Blackberry plants are perennial berry plants that produce fruit on biennial canes, meaning the canes produce fruit the second year and then die. Blackberry plants come in two types: erect and trailing. Erect blackberry plants have thicker canes and can support themselves, while trailing blackberry plants have weaker canes and cannot support themselves. Blackberry plants are cold-hardy between zones 5 to 10, although erect blackberry plants can handle the cold better than trailing blackberry plants.
Choose a variety of blackberry plants that best suits your climate. If you live in a colder climate an erect blackberry plant would be better suited. If you live in a warmer climate, a trailing blackberry plant will do well.
Choose a spot in your yard to plant blackberry plants. They like full sun, although they can handle partial shade. They also need loamy, well drained soil.
Improve sandy or clay-like soil by adding compost or manure. Add 3 to 4 inches of compost or manure per square foot and work it into the soil to a depth of 6 inches.

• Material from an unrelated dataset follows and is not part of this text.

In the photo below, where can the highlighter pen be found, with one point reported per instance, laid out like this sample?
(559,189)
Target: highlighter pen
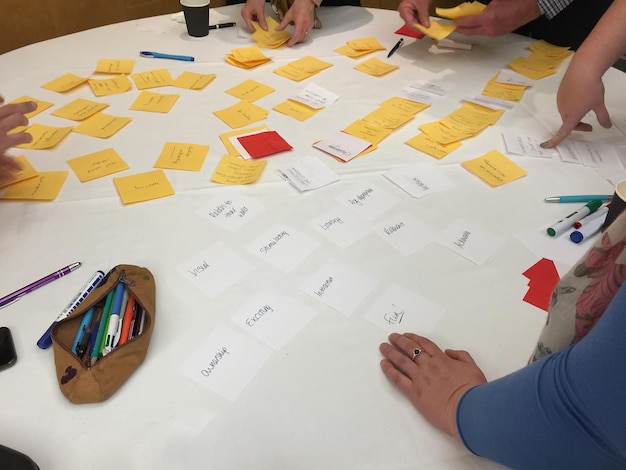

Test your soil's pH. Blackberry plants grow best in acidic to neutral soil, pH 5.5 to 7.0. If your soil is too alkaline, add 30 lbs. of sulfur per 100 square feet and work it into the soil to a depth of 4 feet.
Plant blackberry plants in the spring to allow them time to adjust before the winter.
Dig a hole for the blackberry plants. Dig a hole as deep as the root ball and 2 to 3 times are large. Space each hole 2 feet apart. This gives each blackberry plant room to grow.
Place the blackberry plants in the holes. Fill the holes with soil and water the blackberry plants for 5 to 10 minutes.
Cut back any growth on the blackberry plants to 6 to 8 inches above the ground. This allows them time to focus on growing strong roots instead of producing fruit.